It is a Landing. I sit up in the bed, staring at the little screen in my hand. The light feels too strong for my eyes, which are still lost in sleep. My heart reacts quicker than my head, bursting into a gallop as I read the tiny letters. A Landing.
I jump out of my bed, grateful that I am still wearing the clothes from yesterday, dragging on my boots and run into the bathroom to do what has to be done before I can start a new day.
Outside it is dawn, everything is the color of dark blue and grey, the color of the sky before the sun is up, but after the moon has left, colors of in between. I run down the stairs and out the gate, into my car, starting the engine with a startling roar, which is too loud for so early in the morning. There is frost on the windows of the car, and the wind is still blowing strongly, angrily.
Arien sends the position to the group, and I quickly add it to Maps. It’s not far from here, I just have to follow the main road along the ocean.
The streets are silent, everyone else is still sleeping, there are no other cars on the road, the landscape is still and frozen, the only thing moving is the waves, so dark blue they look almost black, or maybe purple. In the rearview mirror, my face is white, eyes wide. I clench the steering wheel.
It might have taken five minutes or it might have taken two hours, I cannot tell, when I reach the scene. The first thing I see is the van, parked by the side of the road. The second thing is the boat, at the bottom of a cliff, grey rubber in the rolling waves.
I park behind the grey van, wanting to take a deep breath, but where is the air? There is none. I run outside, to a side of the cliff where it is not very steep and halfway run, halfway fall, down the slope, to the water. There is no path here, only dry bushes catching my clothes, as if trying to trip me, and the stones are very loose, sailing down with me.
At the bottom of the cliff, big stones raise up in the air, like gravestones, and the wind is biting, cutting my skin. Arien is there, and I think I see Mary’s hair, the glimmer of red, but I do not look, my eyes are fixed on the boat approaching us, pushed uncontrollably by the waves. I can hear screaming, and the wailing of kids, the sounds jumping along the surface.
“I don’t think the engine is working, they can’t steer away,” Arien is saying. “They will hit the stones here.”
I can see that he is right. The boat is lying low in the water, almost invisible, pressed down by the weight of the people in it, maybe thirty, no, maybe fifty, people, huddled together against the wind and water, in a boat that looks more like a play boat, to have in pools, not the ocean, not in currents like this.
The waves have a hold of it, the boat, pushing it around and around in a sickening circle, like a grotesque mockery of a carousel in an amusement park. As I watch, it looks as if a wave will turn the whole boat around, and I can hear a woman scream in death fright.
“Form a line, everybody, a line!” Arien screams. The boat is just a few lengths from the shore. He maneuvers across the slippery sides of the stones that are towering around him, until he stands in the water, the waves licking his hips.
“Come on!”
We follow him, and I fall down on the slippery surfaces and hit my knee, but I am up again, fighting my way forward, hearing the others panting around me, but I do not look, keeping my eyes on my feet, until the ice cold water whirls around me.
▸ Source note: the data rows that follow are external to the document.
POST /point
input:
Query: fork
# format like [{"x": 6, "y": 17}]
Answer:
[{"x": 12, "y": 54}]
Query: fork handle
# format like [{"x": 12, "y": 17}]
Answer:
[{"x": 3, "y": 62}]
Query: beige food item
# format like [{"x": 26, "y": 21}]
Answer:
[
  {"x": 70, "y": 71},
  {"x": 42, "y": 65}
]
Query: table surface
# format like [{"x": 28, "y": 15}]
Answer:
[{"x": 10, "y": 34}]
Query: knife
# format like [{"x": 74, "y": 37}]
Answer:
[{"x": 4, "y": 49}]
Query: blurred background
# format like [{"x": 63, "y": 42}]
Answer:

I position myself next to Arien, with someone on my other side, and we all raise our arms and form a cross in front of us, making a damper with our bodies.
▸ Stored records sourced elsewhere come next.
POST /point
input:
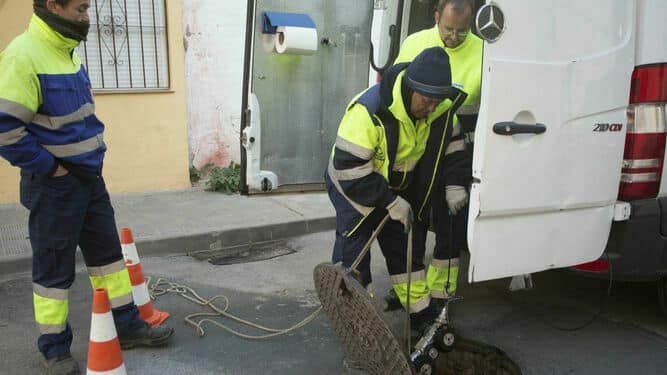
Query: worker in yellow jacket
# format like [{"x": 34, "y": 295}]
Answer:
[
  {"x": 451, "y": 32},
  {"x": 48, "y": 129},
  {"x": 385, "y": 132}
]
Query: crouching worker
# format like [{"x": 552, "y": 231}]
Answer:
[
  {"x": 384, "y": 133},
  {"x": 48, "y": 128}
]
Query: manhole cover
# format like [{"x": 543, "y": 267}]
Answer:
[
  {"x": 368, "y": 342},
  {"x": 246, "y": 253}
]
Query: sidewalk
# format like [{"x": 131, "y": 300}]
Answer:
[{"x": 179, "y": 222}]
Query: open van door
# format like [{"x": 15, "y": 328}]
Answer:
[
  {"x": 550, "y": 135},
  {"x": 293, "y": 101}
]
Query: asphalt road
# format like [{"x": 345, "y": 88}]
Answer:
[{"x": 629, "y": 337}]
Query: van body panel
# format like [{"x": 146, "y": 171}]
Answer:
[{"x": 542, "y": 201}]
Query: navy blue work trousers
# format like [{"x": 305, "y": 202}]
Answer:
[
  {"x": 351, "y": 238},
  {"x": 65, "y": 212}
]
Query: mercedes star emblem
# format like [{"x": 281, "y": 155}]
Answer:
[{"x": 490, "y": 22}]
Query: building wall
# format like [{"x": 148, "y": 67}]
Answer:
[
  {"x": 214, "y": 34},
  {"x": 146, "y": 133}
]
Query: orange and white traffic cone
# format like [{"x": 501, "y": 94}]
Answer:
[
  {"x": 104, "y": 354},
  {"x": 140, "y": 294}
]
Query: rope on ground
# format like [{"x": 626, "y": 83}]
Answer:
[{"x": 163, "y": 286}]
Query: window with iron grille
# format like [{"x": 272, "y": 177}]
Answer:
[{"x": 127, "y": 45}]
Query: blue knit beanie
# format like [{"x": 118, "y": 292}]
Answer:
[{"x": 430, "y": 74}]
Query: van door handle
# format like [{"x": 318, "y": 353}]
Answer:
[{"x": 511, "y": 128}]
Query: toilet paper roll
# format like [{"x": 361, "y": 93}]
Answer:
[
  {"x": 296, "y": 40},
  {"x": 269, "y": 42}
]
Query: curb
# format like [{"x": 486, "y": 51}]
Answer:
[{"x": 212, "y": 240}]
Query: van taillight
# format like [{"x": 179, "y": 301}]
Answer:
[{"x": 645, "y": 140}]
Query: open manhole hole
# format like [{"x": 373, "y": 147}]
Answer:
[{"x": 247, "y": 253}]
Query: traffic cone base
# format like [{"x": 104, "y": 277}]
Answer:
[{"x": 104, "y": 354}]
I close my eyes seconds before the boat hit us, my back being thrown against the hard surface behind me. Everywhere, people are screaming, screaming, screaming. I am too shocked to feel pain; the adrenaline only makes me feel sick.
“The kids, carry the kids!” Arien is yelling, his voice soaring above the chaos.
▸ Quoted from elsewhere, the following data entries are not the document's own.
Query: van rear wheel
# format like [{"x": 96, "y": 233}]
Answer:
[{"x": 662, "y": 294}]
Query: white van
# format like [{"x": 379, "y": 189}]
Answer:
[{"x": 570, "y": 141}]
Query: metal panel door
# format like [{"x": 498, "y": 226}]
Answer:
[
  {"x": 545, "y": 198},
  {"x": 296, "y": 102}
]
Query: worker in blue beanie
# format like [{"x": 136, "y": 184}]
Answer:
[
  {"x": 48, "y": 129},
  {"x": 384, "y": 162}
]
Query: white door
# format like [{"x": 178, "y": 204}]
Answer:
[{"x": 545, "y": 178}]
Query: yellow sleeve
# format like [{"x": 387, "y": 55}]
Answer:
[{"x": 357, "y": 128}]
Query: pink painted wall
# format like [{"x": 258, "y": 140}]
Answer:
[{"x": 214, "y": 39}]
We form a line again, like we did that day in the warehouse when we put blankets in the trunk, except now it is not blankets, it is children that we transport. I stand closest to the boat, only Arien between us, and the rest of the workers behind us. Arien gives me a child, either crying or too frightened to cry, and I give him to the girl with the long hair behind me, who sends him to Mary, and so on, until he is safely put down on the shore.
There is a woman in the boat, dressed in black, who is screaming higher than the others. She clings to a baby in her arms, and refuses to give it to Arien, refusing to give it to anybody, clinging the tiny body to her chest. The other people in the boat seem to be trying to talk to her, but she only shakes her head, crying hysterically. Eventually two men force away her arms, while a third man takes the baby from her and gives it to Arien.
I wait for him to give it to me, to send it down the line, but he does not. He holds it, staring at it, his face a mask of dread. The woman screams and screams, I am surprised her whole body does not explode; it looks like she is about to rupture, burst.
Eventually, Arien takes off his jacket, wrapping it around the baby, covering the face. He gives it to me with a small shake of his head. I take the little body, and it is hard as stone.